Beardsley: Frontispiece to ‘The Comedy of the Rhinegold’, 1896 (The Savoy, 8)


Beardsley: Alberich, 1896 (The Savoy, 8)

Beardsley: Alberich, 1896 (The Savoy, 8)


Richard Wagner: Das Rheingold – Scene 1: Vorspiel (Bayreuth Festival Orchestra; Christian Thielemann, cond.)

The title The Comedy of The Rhinegold isn’t explained, but Beardsley had written to his publisher Smithers informing him he was working on a book on Wagner’s story, but it was never completed.

Also from Das Rheingold, Beardsley created two images of Wotan’s and Loge’s visit to the underworld of the Nibelung. The Third Tableau shows Wotan and Loge encountering Alberich as a serpent. The other was done as the outside wrapper for The Savoy, no. 6.

Beardsley: Third Tableau of Das Rheingold, 1896 (Rhode Island School of Design)

Beardsley: Third Tableau of Das Rheingold, 1896 (Rhode Island School of Design)


Beardsley: The Fourth Tableau of Das Rheingold, 1896 (Victoria and Albert Museum)

Beardsley: The Fourth Tableau of Das Rheingold, 1896 (Victoria and Albert Museum)


Richard Wagner: Das Rheingold – Scene 4: Bin ich nun frei (Andrew Shore, Alberich; Arnold Bezuyen, Loge; Albert Dohmen, Wotan; Bayreuth Festival Orchestra; Christian Thielemann, cond.)

Das Rheingold was first performed in London in the summer of 1892. Loge’s clothing of stylized flames is pure Art Nouveau.

The last part of the Ring cycle, Götterdämmerung, was also illustrated by Beardsley, in an image that has rarely been seen.

Beardsley: Die Götterdämmerung, 1892 (Princeton University Library)

Beardsley: Die Götterdämmerung, 1892 (Princeton University Library)


Richard Wagner: Götterdämmerung – Act III, Scene 3: Apotheosis (Russian State Symphony Orchestra; John McGlinn, cond.)

Beardsley’s Götterdämmerung is extraordinary in its compression of the Wagner work into one image and shows Beardsley’s knowledge of the work and the cycle as a whole. One writer described it as: ‘the gods shrouded in long drapes in a bleak forest setting; with their elongated limbs and enveloping robes they appear androgynous figures, listless and melancholy, entrapped by the sharp bare stems that rise from the border and ground around them’. The drawing is done as a horizontal image in pen and ink with Chinese white as a highlight of the hair and exposed limbs. The Rhine is rising below them, while above, with the same kind of wavering lines, the sky seems on fire.

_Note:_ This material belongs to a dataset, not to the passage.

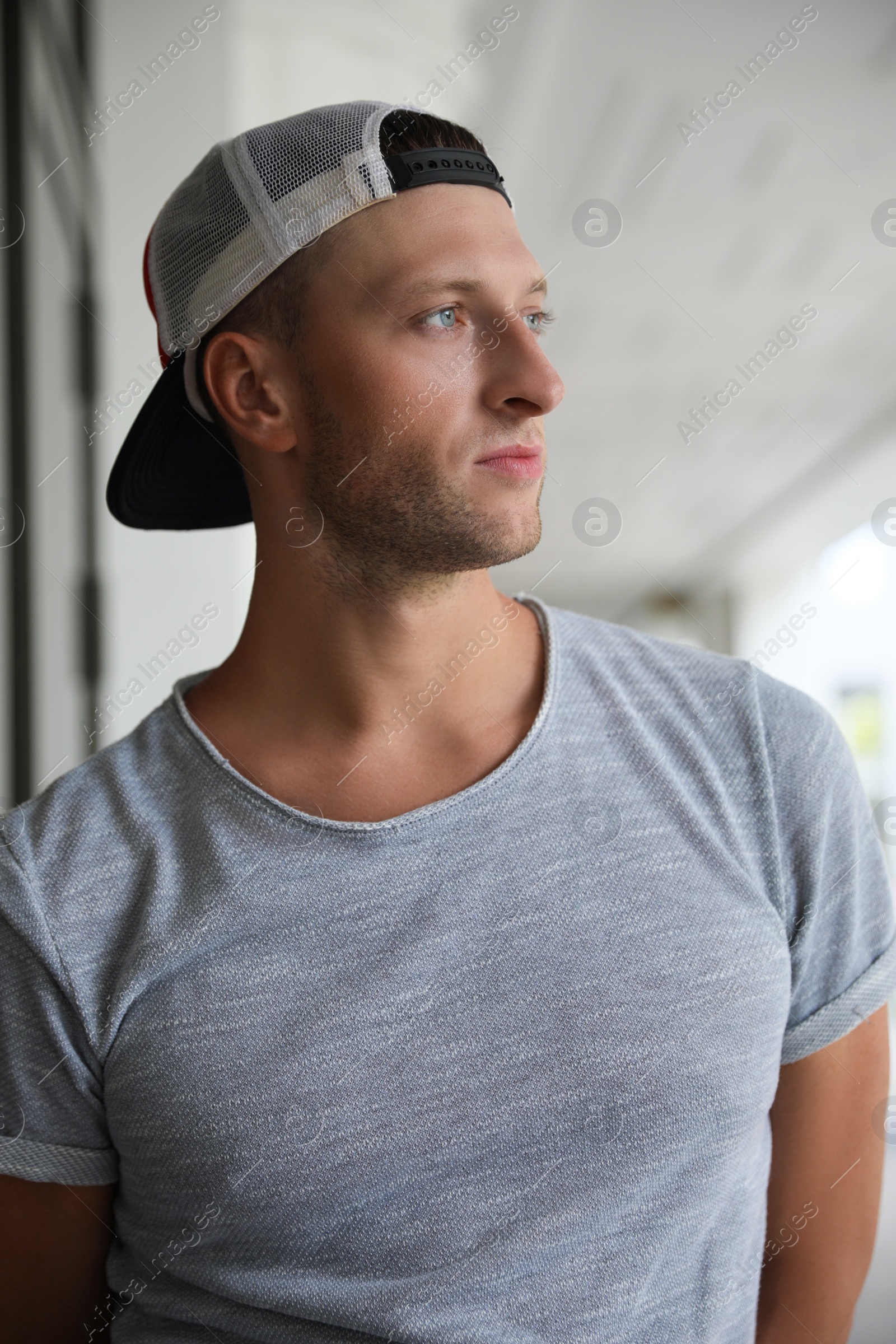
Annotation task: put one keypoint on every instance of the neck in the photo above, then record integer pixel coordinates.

One Wagner work that fascinated Beardsley was Tannhäuser. He has been working on a text version of Tannhäuser called Venus and Tannhäuser and made some drawings for it, but, in the end, his version of the ‘sex, sin, and forgiveness’ story became too pornographic, and it was only published in an unfinished and expurgated version.

Beardsley: Frontispiece for Venus and Tannhäuser, 1895

Beardsley: Frontispiece for Venus and Tannhäuser, 1895


Beardsley: The Return of Tannhäuser to the Venusberg, 1895

Beardsley: The Return of Tannhäuser to the Venusberg, 1895


Richard Wagner: Tannhäuser – Act I Scene 2: Geliebter, sag, wo weilt dein Sinn? (Michelle Breedt, Venus; Torsten Kerl, Tannhäuser; Bayreuth Festival Orchestra; Axel Kober, cond.)

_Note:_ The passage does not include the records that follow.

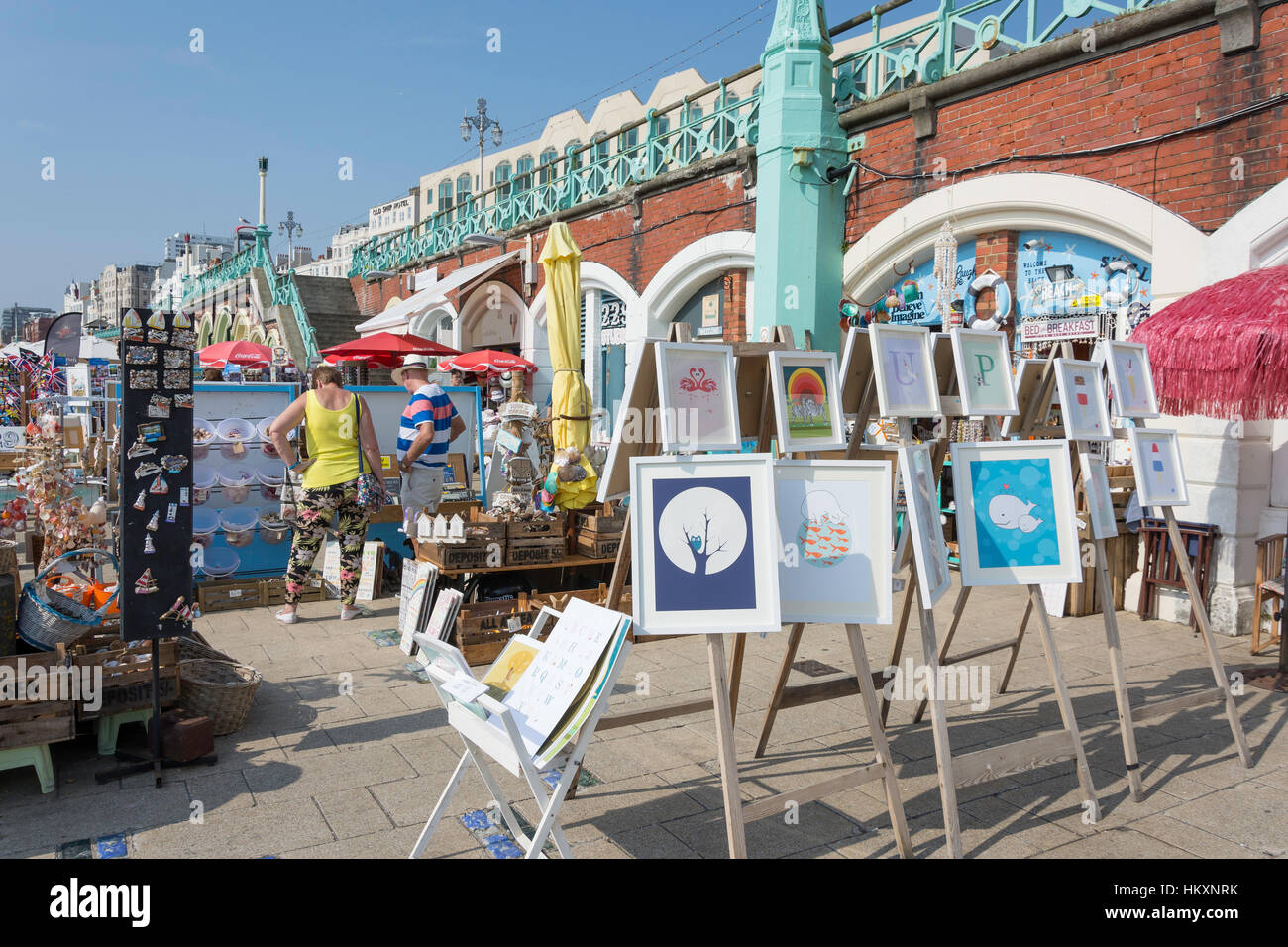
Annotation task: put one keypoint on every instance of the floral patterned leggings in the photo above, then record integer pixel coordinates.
(314, 515)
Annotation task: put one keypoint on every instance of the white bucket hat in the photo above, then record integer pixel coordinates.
(410, 363)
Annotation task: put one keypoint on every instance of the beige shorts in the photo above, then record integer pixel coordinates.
(421, 488)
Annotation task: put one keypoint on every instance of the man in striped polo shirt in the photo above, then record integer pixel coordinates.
(429, 423)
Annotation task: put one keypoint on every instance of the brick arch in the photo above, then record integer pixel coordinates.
(1030, 201)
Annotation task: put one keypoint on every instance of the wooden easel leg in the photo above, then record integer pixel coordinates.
(894, 801)
(739, 648)
(1063, 699)
(939, 727)
(1183, 561)
(449, 791)
(726, 748)
(897, 648)
(958, 607)
(785, 669)
(1016, 651)
(1116, 667)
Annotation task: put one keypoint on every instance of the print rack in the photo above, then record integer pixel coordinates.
(980, 766)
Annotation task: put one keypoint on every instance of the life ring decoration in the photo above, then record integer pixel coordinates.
(1003, 302)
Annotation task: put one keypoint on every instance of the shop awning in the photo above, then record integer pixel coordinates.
(397, 317)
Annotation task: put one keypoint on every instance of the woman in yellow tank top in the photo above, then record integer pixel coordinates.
(335, 419)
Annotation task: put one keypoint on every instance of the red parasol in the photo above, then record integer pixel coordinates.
(385, 350)
(249, 355)
(1223, 351)
(485, 361)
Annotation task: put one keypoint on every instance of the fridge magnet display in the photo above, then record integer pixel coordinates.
(926, 527)
(905, 371)
(178, 379)
(1016, 513)
(132, 326)
(806, 401)
(833, 535)
(696, 392)
(984, 377)
(1082, 401)
(1157, 458)
(704, 557)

Again, in these two illustrations, we see the mix of Burne-Jones–influenced detailed calligraphic style and Beardsley’s black style, just as we saw in the Siegfried picture above and the Wotan/Loge pictures.

Beardsley had a complicated love/hate relationship with Wagner. His illustrations show the most perfect understanding of Wagner’s vision but also veer into the dark side of that vision. He could be reverent and mocking all in the same work. The increasing pornographic nature of his illustrations meant that large circulation of his art was not possible. In the 1907 edition (for private circulation) of Venus and Tannhäuser, the Foreword says: ‘Only a portion of this work, Beardsley’s most ambitious literary effort, has hitherto been printed, with the title “Under the Hill”. The present work is a complete transcript of the whole of the manuscript as originally projected by Beardsley. It has been deemed advisable, owing to the freedom of several passages, to issue only a limited number of copies for the use of those literary students who are also admirers of Beardsley’s wayward genius’.

Beardsley’s art responded to the enthusiasm of the Wagnerites around him, was informed by his own love of Wagner’s music, and helped give it greater artistic depth and dimension than it had had before him.